My favorite movie was this movie The 5,000 Fingers of Dr. T. It was made in the early ‘50s and was the only live action movie that Dr. Seuss ever wrote and directed. I know we have all of our feelings about Dr. Seuss now, but it was my favorite movie as a kid.
It's this really crazy, dark musical about a little boy and his evil piano teacher. The little boy falls asleep, and he dreams that his piano teacher is making basically a concentration camp for young piano players to make them practice piano forever.
Definitely the aesthetic of that movie and the music in the movie influenced a lot of what I do now. It just is a very weird, special film, but it didn't get baked into culture, so it has this unique quality that was really formative to me, but not necessarily to everyone else. So I've stolen a lot from it.
11. What was your teenage AIM screen name? What lyrics would make up your AIM away message today?
My AIM screen name was Taxidermy911. I was extremely goth as a middle schooler, like fully, extremely, extremely goth. I had no eyebrows and I drew on eyebrows that had fake stitches on them, and I made people call me taxidermy.
I think if I had [AIM] today, I would definitely pick something from the musical Annie. That musical was very genius. It's always stuck in my head, so it's weaved its way into being attached to important memories with me as an adult.
What is your favorite meme/internet joke and why?
If I look at the whole history of the internet, I love Salad Fingers, which is like vintage internet. Newer stuff… I really like the videos that Aiden Arata makes and she's a friend of mine. And I also really like the meme page Today Was My Birthday. They're like weird pictures of creepy old toys and then they say kind of upsetting and traumatic stuff just in general, but I really resonate with a lot of the ones on that account.
13. What is your favorite red carpet look of all time worn by someone else?
When I think about my favorite red carpet anything I think about when Courtney Love threw a compact at Madonna at the MTV Music Video Awards. Her outfit was also really good. But it's such an iconic moment in time. I love it when you see something that really just feels earnest.

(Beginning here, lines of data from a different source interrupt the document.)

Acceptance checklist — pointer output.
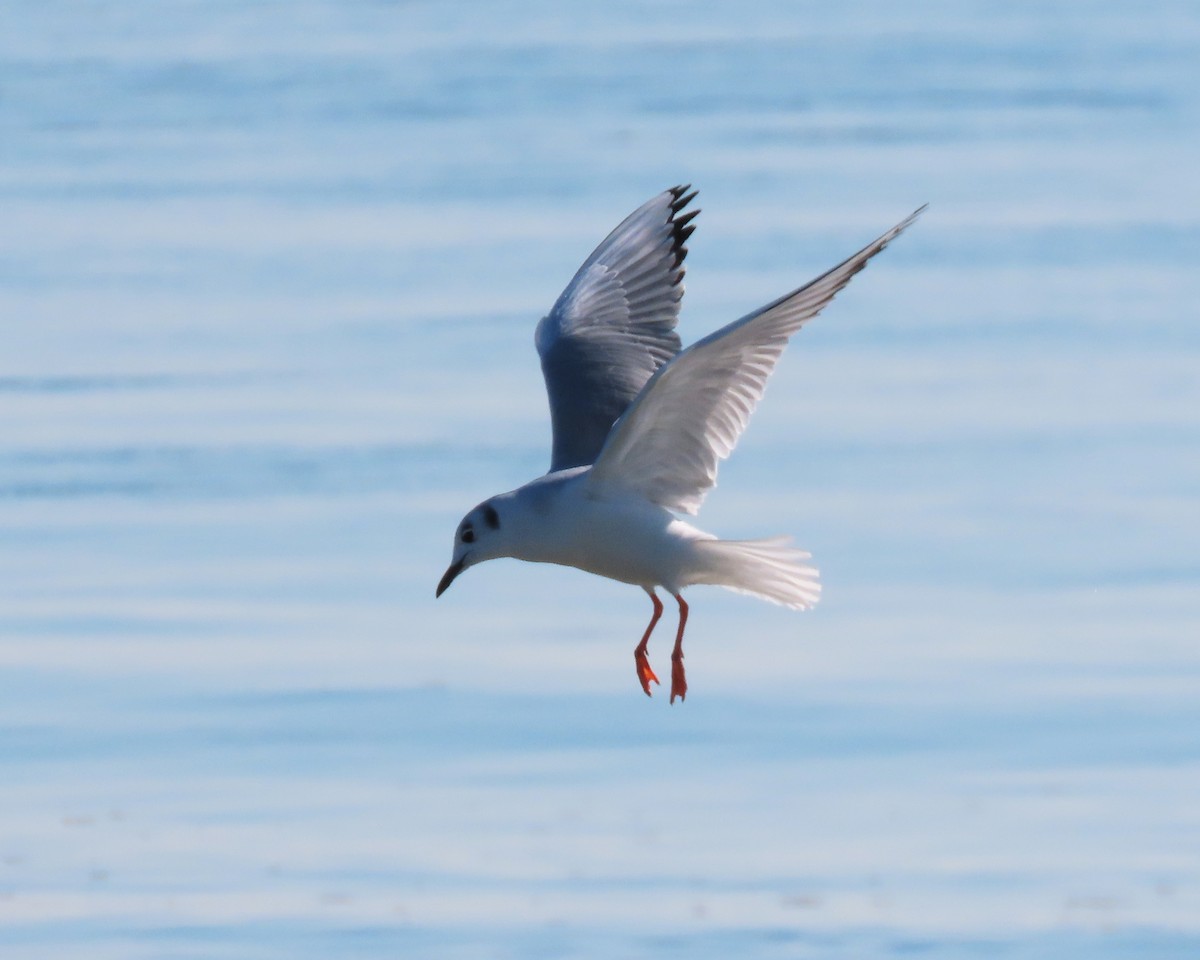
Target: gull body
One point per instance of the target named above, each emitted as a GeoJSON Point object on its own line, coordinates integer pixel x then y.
{"type": "Point", "coordinates": [640, 427]}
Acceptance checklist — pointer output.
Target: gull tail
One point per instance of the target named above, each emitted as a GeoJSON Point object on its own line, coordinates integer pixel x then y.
{"type": "Point", "coordinates": [772, 569]}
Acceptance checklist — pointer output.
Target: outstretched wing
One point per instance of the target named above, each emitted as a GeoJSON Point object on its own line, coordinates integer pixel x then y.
{"type": "Point", "coordinates": [613, 325]}
{"type": "Point", "coordinates": [669, 443]}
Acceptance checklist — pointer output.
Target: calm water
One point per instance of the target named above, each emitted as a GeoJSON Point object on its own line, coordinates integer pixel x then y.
{"type": "Point", "coordinates": [268, 282]}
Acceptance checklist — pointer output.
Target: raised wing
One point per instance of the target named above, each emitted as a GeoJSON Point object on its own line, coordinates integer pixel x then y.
{"type": "Point", "coordinates": [689, 417]}
{"type": "Point", "coordinates": [613, 325]}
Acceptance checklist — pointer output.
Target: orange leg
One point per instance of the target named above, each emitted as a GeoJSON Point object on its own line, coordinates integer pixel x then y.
{"type": "Point", "coordinates": [678, 679]}
{"type": "Point", "coordinates": [645, 675]}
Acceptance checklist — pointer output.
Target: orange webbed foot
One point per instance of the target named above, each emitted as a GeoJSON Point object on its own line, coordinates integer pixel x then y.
{"type": "Point", "coordinates": [645, 675]}
{"type": "Point", "coordinates": [678, 679]}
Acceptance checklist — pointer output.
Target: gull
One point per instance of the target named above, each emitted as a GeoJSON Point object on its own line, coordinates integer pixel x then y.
{"type": "Point", "coordinates": [640, 427]}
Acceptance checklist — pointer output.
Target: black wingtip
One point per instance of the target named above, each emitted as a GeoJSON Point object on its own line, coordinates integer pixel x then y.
{"type": "Point", "coordinates": [681, 226]}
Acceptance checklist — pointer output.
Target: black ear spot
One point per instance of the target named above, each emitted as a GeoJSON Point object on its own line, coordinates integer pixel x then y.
{"type": "Point", "coordinates": [492, 517]}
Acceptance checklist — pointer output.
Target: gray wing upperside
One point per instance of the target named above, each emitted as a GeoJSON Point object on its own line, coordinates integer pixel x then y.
{"type": "Point", "coordinates": [613, 325]}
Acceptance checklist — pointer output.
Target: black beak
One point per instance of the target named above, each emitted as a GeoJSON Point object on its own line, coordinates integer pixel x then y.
{"type": "Point", "coordinates": [448, 577]}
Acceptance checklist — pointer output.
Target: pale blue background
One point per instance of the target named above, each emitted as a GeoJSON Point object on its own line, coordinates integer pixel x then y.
{"type": "Point", "coordinates": [269, 275]}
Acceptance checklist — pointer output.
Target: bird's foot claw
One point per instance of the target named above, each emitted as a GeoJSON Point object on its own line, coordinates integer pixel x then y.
{"type": "Point", "coordinates": [678, 679]}
{"type": "Point", "coordinates": [645, 675]}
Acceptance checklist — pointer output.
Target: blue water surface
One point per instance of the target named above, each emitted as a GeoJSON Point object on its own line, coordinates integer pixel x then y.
{"type": "Point", "coordinates": [269, 275]}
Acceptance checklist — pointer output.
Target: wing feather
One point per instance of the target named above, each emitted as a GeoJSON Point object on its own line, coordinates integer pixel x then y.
{"type": "Point", "coordinates": [690, 414]}
{"type": "Point", "coordinates": [613, 325]}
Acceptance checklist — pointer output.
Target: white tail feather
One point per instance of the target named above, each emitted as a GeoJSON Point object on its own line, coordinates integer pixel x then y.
{"type": "Point", "coordinates": [772, 569]}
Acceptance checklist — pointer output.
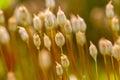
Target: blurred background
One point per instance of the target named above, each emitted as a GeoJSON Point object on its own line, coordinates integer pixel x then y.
{"type": "Point", "coordinates": [93, 12]}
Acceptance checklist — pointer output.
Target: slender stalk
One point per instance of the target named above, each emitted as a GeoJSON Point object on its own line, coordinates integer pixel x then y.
{"type": "Point", "coordinates": [54, 52]}
{"type": "Point", "coordinates": [71, 54]}
{"type": "Point", "coordinates": [119, 68]}
{"type": "Point", "coordinates": [4, 59]}
{"type": "Point", "coordinates": [88, 62]}
{"type": "Point", "coordinates": [82, 61]}
{"type": "Point", "coordinates": [106, 67]}
{"type": "Point", "coordinates": [15, 51]}
{"type": "Point", "coordinates": [96, 68]}
{"type": "Point", "coordinates": [53, 46]}
{"type": "Point", "coordinates": [113, 67]}
{"type": "Point", "coordinates": [66, 74]}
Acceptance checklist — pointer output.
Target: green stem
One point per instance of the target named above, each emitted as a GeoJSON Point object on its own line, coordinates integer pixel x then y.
{"type": "Point", "coordinates": [106, 67]}
{"type": "Point", "coordinates": [96, 69]}
{"type": "Point", "coordinates": [113, 67]}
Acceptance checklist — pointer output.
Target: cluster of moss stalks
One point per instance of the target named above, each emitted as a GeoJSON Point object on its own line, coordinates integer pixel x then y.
{"type": "Point", "coordinates": [46, 46]}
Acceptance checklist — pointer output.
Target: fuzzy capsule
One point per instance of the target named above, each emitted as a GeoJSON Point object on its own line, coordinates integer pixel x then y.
{"type": "Point", "coordinates": [116, 51]}
{"type": "Point", "coordinates": [44, 59]}
{"type": "Point", "coordinates": [115, 24]}
{"type": "Point", "coordinates": [80, 37]}
{"type": "Point", "coordinates": [61, 18]}
{"type": "Point", "coordinates": [59, 39]}
{"type": "Point", "coordinates": [59, 69]}
{"type": "Point", "coordinates": [50, 4]}
{"type": "Point", "coordinates": [12, 24]}
{"type": "Point", "coordinates": [93, 51]}
{"type": "Point", "coordinates": [109, 10]}
{"type": "Point", "coordinates": [41, 15]}
{"type": "Point", "coordinates": [2, 18]}
{"type": "Point", "coordinates": [23, 33]}
{"type": "Point", "coordinates": [11, 76]}
{"type": "Point", "coordinates": [67, 27]}
{"type": "Point", "coordinates": [105, 47]}
{"type": "Point", "coordinates": [47, 42]}
{"type": "Point", "coordinates": [37, 23]}
{"type": "Point", "coordinates": [22, 15]}
{"type": "Point", "coordinates": [75, 23]}
{"type": "Point", "coordinates": [4, 35]}
{"type": "Point", "coordinates": [36, 41]}
{"type": "Point", "coordinates": [49, 19]}
{"type": "Point", "coordinates": [64, 61]}
{"type": "Point", "coordinates": [82, 24]}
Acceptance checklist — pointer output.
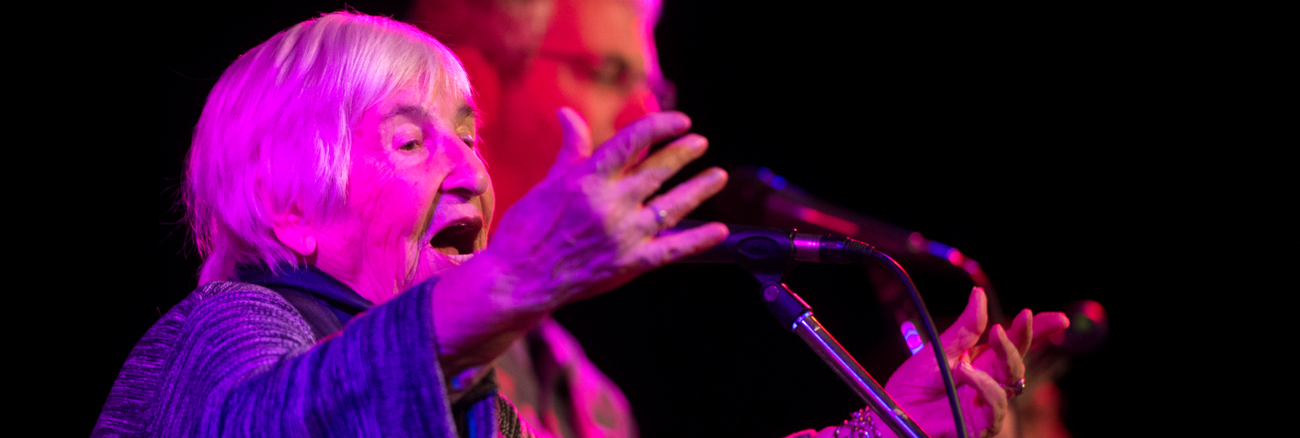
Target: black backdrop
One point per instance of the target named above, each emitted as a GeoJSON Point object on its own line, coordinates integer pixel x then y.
{"type": "Point", "coordinates": [1030, 137]}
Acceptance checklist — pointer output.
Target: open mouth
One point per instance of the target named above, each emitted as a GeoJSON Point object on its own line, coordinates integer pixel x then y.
{"type": "Point", "coordinates": [459, 237]}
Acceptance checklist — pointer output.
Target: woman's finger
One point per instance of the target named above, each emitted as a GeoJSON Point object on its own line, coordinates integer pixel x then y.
{"type": "Point", "coordinates": [649, 176]}
{"type": "Point", "coordinates": [1049, 322]}
{"type": "Point", "coordinates": [991, 399]}
{"type": "Point", "coordinates": [664, 250]}
{"type": "Point", "coordinates": [1008, 367]}
{"type": "Point", "coordinates": [681, 200]}
{"type": "Point", "coordinates": [576, 146]}
{"type": "Point", "coordinates": [965, 333]}
{"type": "Point", "coordinates": [618, 154]}
{"type": "Point", "coordinates": [1022, 330]}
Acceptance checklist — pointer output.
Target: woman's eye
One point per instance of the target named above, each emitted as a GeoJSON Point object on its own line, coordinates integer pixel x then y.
{"type": "Point", "coordinates": [410, 146]}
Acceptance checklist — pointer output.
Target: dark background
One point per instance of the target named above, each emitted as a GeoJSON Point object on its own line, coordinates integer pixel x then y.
{"type": "Point", "coordinates": [1036, 138]}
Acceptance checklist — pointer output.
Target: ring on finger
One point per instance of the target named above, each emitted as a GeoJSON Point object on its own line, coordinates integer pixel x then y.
{"type": "Point", "coordinates": [661, 215]}
{"type": "Point", "coordinates": [1014, 389]}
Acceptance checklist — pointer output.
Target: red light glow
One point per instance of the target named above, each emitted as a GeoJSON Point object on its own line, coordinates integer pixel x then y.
{"type": "Point", "coordinates": [826, 221]}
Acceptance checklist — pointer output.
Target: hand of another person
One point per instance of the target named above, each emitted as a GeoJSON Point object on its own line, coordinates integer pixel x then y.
{"type": "Point", "coordinates": [585, 229]}
{"type": "Point", "coordinates": [918, 386]}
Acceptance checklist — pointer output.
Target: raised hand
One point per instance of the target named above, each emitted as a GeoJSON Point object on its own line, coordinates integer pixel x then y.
{"type": "Point", "coordinates": [982, 372]}
{"type": "Point", "coordinates": [585, 229]}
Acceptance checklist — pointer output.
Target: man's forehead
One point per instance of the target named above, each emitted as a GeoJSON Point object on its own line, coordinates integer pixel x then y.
{"type": "Point", "coordinates": [598, 27]}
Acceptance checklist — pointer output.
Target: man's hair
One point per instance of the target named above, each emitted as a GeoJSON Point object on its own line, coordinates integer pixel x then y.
{"type": "Point", "coordinates": [276, 131]}
{"type": "Point", "coordinates": [506, 31]}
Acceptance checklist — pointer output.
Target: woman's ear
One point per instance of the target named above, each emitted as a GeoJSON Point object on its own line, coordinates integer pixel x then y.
{"type": "Point", "coordinates": [295, 231]}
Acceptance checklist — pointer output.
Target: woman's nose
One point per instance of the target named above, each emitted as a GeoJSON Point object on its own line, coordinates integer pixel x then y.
{"type": "Point", "coordinates": [468, 174]}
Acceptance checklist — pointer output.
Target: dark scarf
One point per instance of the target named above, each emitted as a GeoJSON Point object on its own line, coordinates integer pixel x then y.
{"type": "Point", "coordinates": [325, 303]}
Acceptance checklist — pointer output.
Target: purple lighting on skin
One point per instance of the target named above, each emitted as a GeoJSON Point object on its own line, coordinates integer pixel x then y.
{"type": "Point", "coordinates": [913, 337]}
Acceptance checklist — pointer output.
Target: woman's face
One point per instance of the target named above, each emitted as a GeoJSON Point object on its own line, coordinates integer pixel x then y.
{"type": "Point", "coordinates": [419, 198]}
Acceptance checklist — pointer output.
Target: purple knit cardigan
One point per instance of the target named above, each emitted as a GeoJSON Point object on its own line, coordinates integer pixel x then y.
{"type": "Point", "coordinates": [238, 360]}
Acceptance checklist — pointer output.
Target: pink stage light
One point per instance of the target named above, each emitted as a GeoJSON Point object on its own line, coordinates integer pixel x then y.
{"type": "Point", "coordinates": [913, 337]}
{"type": "Point", "coordinates": [956, 257]}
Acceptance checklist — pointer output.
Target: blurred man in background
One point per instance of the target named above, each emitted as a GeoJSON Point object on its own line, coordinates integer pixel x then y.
{"type": "Point", "coordinates": [525, 60]}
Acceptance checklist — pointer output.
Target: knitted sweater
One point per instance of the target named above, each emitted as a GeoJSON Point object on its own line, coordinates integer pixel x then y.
{"type": "Point", "coordinates": [238, 360]}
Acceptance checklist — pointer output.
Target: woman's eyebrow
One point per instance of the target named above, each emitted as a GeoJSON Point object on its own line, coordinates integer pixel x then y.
{"type": "Point", "coordinates": [467, 111]}
{"type": "Point", "coordinates": [408, 111]}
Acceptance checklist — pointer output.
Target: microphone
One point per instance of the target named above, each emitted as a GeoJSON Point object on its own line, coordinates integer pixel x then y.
{"type": "Point", "coordinates": [774, 248]}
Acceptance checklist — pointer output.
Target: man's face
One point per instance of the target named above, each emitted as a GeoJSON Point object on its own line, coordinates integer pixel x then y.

14. What is one thing everyone should buy that is under $10?
I think that everyone should buy a cup of coffee for me. I like a giant black iced coffee.
15. What piece of clothing from high school do you wish you kept?
I feel lucky. I think that I hoarded a lot of my old clothes. I have a really good collection of all my goth clothes from high school, so I have a lot of tripp pants, and I have a lot of crazy bullet belts, and giant shoes, and corsets. I wish I kept more of the corsets. I feel like I got rid of some of those and I wish I kept them.
16. What is your go-to sad song?
When I really want to break my own heart musically, I listen to Judy Garland's final performance of “Over The Rainbow,” the last time she sang it.
17. What reality show would you most like to appear on?
I would want to be on Dance Moms and I would want to both be the daughter and my own mother at the same time. The stage parent/child relationship is one that I resonate with but just compounded into my own personality. I feel very much like my own controlling stage mom and a little kid who just wants to take a nap.
18. What is your best beauty tip or trick?
For all of the Sloppy Jane stuff, I wear so much makeup and I wear a foundation that's way lighter than my skin to reflect light better. I wear stage makeup and I really like that. I like having an entirely new face to put on for what I do, cause I think that it helps me get into a better zone for performing. Then on the other side of that, it gives me my own natural face to come home to and have that be the one that I talk to my friends with.
19. What is your favorite pair of shoes that you own and why?
I used to strip and I had these shoes that, a little bit after quitting stripping, me and my best friend set on fire. And then I threw their ashes into the ocean. But they still belong to me and so those are my favorite pair. They were just black stripper heels. What they look like doesn't matter, but I like the story of them.